[dropcap]C[/dropcap]on los rigores del extremo verano, debido a ciertas anomalías puntuales, al cambio climático global, a los ecologistas o a que a señores y señoras del tiempo les pidiera el cuerpo impedirnos decir que ya no hay veranos como los de antes, ella salió a la calle.
A caminarla, que para eso está el ocioso tiempo. 24 horas al día para hacer todo lo que quisiera o la nula nada. El despertador se tomaría un respiro, oficinas y fábricas pasarían unos días a solas, ni luces como testigos de lo que dentro no pasaría. En silencio, vacías, sin producción.
Del cielo colgaba un sol radiante como no se recuerda, deshaciendo cada gota de sudor antes de tocar el suelo. Barra libre de vitamina D. Genial, como el primer Gin & Tonic. A cada paso, más pesado, como cuando se acumulan los Gin & Tonic. Y allí, a lo lejos, un olmo.
Un olmo. Un olmo que se viste en verano y se desnuda en invierno. No es que le guste a él llevar la contraria al termómetro. Tampoco es que piense en ti, que decida llenarse de hojas con las que ofrecerte una densa sombra. No. Lo hace porque él es así. Por su naturaleza. Por su supervivencia. Hojas para el verano, ramas al cielo en invierno.

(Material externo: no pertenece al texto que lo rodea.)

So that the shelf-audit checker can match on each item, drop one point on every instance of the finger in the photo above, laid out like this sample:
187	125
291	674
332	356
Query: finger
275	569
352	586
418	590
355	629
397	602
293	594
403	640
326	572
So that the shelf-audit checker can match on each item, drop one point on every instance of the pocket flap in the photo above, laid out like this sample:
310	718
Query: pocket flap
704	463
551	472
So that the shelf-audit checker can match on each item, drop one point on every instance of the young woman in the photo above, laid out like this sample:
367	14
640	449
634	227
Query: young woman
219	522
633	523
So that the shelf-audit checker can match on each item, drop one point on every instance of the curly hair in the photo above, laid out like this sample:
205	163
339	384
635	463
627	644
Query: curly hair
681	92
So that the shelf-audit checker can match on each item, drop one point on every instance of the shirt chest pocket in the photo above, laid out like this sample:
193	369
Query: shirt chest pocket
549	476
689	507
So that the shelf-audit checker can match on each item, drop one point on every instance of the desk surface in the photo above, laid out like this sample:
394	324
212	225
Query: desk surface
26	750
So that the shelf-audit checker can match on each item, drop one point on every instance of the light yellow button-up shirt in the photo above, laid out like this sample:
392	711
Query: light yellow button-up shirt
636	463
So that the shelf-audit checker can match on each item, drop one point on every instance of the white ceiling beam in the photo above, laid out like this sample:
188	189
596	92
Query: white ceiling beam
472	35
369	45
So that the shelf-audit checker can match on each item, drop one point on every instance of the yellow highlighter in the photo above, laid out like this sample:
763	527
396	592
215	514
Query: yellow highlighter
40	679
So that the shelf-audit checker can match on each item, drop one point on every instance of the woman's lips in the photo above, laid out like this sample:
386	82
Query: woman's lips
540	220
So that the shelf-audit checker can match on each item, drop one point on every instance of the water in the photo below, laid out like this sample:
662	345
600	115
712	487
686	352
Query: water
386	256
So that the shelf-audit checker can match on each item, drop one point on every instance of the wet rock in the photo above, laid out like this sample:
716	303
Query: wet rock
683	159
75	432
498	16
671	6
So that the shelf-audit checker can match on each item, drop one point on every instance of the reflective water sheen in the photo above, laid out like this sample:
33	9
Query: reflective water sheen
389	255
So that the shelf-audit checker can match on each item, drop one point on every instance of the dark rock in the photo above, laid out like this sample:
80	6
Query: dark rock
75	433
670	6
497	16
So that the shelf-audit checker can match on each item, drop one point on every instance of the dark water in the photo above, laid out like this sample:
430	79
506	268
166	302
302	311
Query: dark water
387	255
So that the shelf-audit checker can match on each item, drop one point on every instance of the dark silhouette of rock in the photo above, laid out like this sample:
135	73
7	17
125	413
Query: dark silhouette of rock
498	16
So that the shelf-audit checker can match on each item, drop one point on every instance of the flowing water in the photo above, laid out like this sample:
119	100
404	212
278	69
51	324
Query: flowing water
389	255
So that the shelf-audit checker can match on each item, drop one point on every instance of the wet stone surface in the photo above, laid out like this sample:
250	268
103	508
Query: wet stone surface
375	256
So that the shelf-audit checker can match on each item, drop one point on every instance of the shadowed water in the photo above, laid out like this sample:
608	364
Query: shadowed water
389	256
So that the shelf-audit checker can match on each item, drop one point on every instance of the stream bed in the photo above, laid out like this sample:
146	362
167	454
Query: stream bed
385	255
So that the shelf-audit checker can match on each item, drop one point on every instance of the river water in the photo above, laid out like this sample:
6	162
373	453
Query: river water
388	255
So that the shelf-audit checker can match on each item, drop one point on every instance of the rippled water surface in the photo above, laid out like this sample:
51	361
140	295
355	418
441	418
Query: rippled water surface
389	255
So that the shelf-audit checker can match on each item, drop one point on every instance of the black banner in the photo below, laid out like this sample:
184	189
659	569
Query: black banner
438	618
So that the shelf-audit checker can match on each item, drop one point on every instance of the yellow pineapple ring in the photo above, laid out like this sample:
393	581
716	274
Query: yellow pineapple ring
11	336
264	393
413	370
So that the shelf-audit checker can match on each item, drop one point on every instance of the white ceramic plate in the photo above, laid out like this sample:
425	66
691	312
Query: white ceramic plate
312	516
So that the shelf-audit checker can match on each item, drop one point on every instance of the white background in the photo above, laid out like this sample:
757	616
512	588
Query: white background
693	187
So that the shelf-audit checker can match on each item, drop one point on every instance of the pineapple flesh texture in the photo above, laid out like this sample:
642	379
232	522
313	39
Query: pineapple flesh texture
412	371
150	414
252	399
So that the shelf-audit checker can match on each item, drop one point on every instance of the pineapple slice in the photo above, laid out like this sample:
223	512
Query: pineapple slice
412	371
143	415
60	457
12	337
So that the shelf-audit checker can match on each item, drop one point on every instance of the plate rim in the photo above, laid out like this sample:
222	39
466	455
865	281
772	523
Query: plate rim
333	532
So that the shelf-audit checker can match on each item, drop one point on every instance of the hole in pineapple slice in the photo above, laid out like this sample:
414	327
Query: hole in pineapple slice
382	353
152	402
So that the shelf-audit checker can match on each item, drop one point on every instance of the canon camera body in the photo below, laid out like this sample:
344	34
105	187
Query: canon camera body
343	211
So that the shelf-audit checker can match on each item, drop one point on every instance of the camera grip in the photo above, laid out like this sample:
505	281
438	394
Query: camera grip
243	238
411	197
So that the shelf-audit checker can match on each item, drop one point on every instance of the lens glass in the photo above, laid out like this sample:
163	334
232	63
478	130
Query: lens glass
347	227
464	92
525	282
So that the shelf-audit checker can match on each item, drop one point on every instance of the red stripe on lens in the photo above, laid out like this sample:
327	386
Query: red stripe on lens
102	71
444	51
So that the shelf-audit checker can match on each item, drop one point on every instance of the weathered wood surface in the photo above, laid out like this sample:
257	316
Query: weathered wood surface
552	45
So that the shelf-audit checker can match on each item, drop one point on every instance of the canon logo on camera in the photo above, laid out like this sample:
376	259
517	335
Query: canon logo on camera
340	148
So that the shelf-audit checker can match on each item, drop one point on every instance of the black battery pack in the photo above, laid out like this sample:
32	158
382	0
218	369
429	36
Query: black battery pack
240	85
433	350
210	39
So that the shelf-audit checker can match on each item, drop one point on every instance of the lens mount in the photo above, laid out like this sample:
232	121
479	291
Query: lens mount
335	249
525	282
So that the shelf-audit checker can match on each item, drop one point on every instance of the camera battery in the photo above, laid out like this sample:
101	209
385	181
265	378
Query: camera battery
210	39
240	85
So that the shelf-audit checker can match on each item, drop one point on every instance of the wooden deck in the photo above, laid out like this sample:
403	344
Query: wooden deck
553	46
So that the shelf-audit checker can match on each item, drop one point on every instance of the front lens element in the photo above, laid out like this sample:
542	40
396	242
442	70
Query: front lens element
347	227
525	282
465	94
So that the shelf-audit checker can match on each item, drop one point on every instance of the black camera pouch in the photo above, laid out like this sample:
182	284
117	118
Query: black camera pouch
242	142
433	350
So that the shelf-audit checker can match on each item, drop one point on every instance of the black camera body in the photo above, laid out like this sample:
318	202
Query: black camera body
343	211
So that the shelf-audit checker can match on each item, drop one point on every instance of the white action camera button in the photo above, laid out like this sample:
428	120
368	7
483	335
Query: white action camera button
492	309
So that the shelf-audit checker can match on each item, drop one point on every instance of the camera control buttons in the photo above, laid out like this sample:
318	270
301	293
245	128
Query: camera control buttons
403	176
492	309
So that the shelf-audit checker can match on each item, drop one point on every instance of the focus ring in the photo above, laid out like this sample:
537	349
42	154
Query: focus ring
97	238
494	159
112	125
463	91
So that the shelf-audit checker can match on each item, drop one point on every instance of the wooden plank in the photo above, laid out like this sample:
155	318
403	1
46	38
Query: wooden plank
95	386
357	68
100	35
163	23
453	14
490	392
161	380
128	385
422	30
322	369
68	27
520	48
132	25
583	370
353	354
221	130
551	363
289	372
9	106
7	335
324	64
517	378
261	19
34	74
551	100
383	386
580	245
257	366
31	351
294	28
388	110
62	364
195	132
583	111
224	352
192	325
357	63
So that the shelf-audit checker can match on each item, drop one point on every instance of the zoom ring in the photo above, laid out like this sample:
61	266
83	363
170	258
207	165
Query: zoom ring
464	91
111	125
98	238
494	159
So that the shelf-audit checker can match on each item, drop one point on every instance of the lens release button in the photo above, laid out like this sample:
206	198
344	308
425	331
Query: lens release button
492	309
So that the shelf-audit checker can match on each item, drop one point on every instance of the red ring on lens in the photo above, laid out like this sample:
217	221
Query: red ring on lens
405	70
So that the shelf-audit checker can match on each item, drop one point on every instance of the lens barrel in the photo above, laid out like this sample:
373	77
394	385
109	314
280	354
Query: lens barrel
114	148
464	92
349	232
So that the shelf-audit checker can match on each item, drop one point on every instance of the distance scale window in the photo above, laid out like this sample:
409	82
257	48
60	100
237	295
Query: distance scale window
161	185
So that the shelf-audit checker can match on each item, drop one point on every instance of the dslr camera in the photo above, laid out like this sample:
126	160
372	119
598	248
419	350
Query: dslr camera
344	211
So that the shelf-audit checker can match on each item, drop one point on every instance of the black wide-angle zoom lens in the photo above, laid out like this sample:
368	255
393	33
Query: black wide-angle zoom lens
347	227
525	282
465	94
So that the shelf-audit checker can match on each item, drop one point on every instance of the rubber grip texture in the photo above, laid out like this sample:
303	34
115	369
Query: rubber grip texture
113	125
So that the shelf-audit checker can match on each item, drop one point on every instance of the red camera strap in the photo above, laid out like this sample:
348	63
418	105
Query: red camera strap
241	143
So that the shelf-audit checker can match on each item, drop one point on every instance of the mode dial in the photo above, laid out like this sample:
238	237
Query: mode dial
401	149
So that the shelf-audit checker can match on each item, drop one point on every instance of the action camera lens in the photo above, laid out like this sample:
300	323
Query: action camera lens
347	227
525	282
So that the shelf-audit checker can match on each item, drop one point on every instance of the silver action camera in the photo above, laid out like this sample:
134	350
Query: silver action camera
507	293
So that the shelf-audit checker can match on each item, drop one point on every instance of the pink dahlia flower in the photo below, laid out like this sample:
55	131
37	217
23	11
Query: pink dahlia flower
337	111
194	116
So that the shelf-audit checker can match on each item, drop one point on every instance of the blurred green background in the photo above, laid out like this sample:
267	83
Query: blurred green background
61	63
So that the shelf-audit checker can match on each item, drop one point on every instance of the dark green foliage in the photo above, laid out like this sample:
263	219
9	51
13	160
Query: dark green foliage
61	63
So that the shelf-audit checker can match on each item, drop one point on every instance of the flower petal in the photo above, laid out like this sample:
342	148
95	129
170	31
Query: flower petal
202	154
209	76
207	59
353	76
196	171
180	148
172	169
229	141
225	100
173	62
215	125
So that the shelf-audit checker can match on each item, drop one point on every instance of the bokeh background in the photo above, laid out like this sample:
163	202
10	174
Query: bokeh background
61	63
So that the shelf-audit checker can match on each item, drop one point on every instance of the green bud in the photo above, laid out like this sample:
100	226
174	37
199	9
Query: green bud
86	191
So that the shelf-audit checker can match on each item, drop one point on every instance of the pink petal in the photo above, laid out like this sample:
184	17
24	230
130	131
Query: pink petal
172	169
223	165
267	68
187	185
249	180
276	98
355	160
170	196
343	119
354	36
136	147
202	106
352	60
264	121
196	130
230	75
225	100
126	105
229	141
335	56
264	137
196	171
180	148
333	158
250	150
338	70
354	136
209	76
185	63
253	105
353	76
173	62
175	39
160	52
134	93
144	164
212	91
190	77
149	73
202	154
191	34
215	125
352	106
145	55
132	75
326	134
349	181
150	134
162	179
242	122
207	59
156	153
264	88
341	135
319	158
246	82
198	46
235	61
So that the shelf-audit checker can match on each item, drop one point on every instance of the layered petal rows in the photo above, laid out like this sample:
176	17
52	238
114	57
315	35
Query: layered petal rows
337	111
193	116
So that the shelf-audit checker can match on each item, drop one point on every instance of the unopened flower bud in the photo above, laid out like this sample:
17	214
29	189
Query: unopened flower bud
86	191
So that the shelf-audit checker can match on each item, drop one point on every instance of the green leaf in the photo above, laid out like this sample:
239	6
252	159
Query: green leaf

No le pareció un olmo. Ella vio el Olmo. Decidió que llevaba esperando toda la vida a que ella se citara con el sol para abrirse camino hasta la cuneta y ofrecerle refugio al abrigo de su fresca sombra. Él. Tan grande y tan firme. Tan flexible y liviano. Encantado de apuntarse a cualquier baile que proponga el viento, y a la vez, siempre con los pies en la tierra.
Cuanto más se acercaba, más majestuoso se mostraba. Un paso menos, una gana más. Más avanzo, menos queda. Para descansar la espalda en el regazo del manco tronco. Para oler el color verde que todo árbol desprende.
El Olmo cumplió y le dio todo lo que puede dar un olmo. Ella descansó y bajó su temperatura. Fotografía perfecta. Templadas quedaron la piel y las necesidades pasadas.
Hasta que aparecieron las nuevas. A ella le visitaron el hambre y la sed. ¿Algo que pueda saciar ambas? – Una pera, se dijo a sí misma.
Separó su espalda del tronco, dio un paso adelante y se giró. Con los brazos en jarra, miró al olmo. Tan grande y tan firme. Tan flexible y liviano. Listo para bailar con el viento, pero con los pies bien enraizados en el suelo. – Olmo. Quiero una pera.
– Puedo darte sombra y frescor. También puedo darte tantas sámaras como quieras, pero no saciarás tu hambre ni tu sed con ellas. Soy un olmo.
– Pero el sol ya se esconde. Ya no necesito sombra ni frescor. Ahora tengo hambre y sed.
– Camina pues y busca esa pera. Es absurdo esperar de mi algo que no puedo darte aunque quiera.